The San Francisco Bay-Delta Estuary is on the brink of environmental disaster. The fish, wildlife, drinking water, and the many other uses it provides are all declining due to massive water exports. An outdated 20-year-old Water Quality Control Plan allows more than half the water needed for the delta’s ecological health to be diverted away for unsustainable Big Agriculture on the west and south San Joaquin Valley.
Right now, one or more runs of salmon, which support the state’s declining salmon industry, delta smelt, sturgeon, and other species that are listed under the federal and/or state Endangered Species Act are closer to extinction (potentially as early as summer of 2016) than ever before, and other species could soon be added to the list. Warm and stagnant water in the SF Bay-Delta is leading to the emergence of toxic algae (known to cause liver cancer), which threaten cities and recreational users.

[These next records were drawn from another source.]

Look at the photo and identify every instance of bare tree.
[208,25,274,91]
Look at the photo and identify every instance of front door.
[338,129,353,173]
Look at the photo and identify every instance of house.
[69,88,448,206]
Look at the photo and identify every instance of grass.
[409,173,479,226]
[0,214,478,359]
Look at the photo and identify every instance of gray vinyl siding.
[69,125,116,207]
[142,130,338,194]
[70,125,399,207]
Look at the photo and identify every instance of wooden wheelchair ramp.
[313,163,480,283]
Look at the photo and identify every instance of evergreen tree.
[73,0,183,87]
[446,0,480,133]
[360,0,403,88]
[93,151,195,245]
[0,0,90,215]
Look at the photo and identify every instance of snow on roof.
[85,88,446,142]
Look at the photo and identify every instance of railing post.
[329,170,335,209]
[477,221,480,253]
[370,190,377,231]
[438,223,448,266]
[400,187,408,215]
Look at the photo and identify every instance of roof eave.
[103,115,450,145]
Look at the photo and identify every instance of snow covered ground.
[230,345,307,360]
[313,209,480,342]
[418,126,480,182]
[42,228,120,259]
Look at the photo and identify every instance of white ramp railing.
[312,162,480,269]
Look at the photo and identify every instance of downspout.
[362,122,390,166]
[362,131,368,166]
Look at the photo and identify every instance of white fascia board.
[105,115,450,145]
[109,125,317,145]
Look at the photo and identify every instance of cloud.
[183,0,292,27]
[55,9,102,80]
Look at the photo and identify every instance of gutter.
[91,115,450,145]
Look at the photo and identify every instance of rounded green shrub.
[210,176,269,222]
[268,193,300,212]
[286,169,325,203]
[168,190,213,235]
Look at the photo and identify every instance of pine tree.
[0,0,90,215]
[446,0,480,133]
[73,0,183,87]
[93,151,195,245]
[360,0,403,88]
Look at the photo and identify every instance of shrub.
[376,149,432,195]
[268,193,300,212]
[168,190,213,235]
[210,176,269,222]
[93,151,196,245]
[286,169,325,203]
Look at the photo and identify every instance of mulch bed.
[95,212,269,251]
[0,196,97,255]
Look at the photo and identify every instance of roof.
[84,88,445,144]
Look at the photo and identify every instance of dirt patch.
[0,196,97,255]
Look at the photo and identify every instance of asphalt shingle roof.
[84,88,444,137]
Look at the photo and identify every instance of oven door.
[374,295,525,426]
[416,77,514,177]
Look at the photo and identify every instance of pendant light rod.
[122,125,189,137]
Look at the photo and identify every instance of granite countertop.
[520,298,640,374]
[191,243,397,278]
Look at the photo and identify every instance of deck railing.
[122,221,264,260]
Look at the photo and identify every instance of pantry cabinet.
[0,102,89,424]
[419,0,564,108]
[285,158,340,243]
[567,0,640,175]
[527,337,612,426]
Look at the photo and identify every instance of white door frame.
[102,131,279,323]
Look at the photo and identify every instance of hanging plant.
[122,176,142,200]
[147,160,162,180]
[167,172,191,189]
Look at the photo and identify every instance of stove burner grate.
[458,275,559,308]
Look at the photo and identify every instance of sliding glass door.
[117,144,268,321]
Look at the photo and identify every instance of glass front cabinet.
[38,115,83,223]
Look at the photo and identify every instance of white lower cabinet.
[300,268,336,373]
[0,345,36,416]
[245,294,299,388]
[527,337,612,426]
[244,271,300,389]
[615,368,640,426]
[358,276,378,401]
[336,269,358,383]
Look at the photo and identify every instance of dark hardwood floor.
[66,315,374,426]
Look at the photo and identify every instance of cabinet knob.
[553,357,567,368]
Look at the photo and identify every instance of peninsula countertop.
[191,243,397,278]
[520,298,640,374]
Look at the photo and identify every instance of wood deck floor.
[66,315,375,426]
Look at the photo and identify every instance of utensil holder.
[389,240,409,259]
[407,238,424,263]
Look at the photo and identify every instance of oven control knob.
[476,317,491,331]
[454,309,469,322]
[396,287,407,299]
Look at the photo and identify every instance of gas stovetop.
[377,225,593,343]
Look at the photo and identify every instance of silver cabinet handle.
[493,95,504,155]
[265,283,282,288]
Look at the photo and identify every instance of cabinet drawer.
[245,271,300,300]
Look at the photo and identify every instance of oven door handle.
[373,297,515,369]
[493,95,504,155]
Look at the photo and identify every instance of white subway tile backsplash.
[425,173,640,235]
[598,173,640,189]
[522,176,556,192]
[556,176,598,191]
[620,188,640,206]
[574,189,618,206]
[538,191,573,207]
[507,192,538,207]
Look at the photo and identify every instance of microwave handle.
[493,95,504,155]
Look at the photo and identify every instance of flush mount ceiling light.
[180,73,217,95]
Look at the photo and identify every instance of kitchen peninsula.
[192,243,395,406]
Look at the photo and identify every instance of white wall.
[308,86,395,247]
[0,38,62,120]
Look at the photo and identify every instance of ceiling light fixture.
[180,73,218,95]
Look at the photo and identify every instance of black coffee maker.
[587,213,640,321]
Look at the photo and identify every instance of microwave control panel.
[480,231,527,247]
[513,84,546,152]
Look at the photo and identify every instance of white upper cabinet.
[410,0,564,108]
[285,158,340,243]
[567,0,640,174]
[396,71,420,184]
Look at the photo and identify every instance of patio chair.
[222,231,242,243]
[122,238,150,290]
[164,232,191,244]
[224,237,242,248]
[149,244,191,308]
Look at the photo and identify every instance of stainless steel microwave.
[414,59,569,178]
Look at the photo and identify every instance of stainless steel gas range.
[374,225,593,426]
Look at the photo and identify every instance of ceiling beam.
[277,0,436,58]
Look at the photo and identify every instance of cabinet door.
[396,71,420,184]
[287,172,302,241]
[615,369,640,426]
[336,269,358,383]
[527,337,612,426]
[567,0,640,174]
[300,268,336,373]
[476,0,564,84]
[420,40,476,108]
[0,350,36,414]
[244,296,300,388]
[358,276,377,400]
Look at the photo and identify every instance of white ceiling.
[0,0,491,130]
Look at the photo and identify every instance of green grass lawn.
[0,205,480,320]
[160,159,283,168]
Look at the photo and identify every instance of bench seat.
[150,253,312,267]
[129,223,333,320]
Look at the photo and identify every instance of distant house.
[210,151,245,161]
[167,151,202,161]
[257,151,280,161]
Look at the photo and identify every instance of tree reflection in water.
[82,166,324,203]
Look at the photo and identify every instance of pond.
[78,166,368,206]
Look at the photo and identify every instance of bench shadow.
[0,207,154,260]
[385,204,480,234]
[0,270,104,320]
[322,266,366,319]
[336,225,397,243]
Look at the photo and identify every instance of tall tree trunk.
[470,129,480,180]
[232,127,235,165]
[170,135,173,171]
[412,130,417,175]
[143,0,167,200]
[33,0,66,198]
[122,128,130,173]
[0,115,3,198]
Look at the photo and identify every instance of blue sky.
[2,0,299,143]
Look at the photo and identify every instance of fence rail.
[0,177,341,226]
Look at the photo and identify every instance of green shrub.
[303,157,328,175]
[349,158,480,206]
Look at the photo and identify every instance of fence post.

Salt water intrusion coming in from the Bay due to lack of freshwater flows increasingly threatens the SF Bay-Delta’s $5.2 billion annual agricultural economy.
The estuary can’t wait any longer for new standards that improve flows and protect our water quality. New water quality standards that truly protect communities and species is a proactive step that helps ensure reliable water supplies for all users of the Bay-Delta, whether they are cities or farmers in southern California or northern California, because they set the threshold for sustainable exports of water from the estuary.
Join residents of the San Francisco Bay-Delta estuary and concerned Californians who are asking the State Water Board to “Save the Bay or Get Out of the Way.” Under the Clean Water Act, the federal government delegates the setting of protective water quality standards to the states – that means if California can’t get the job done in time, it’s up to the U.S. Environmental Protection Agency to get the job done.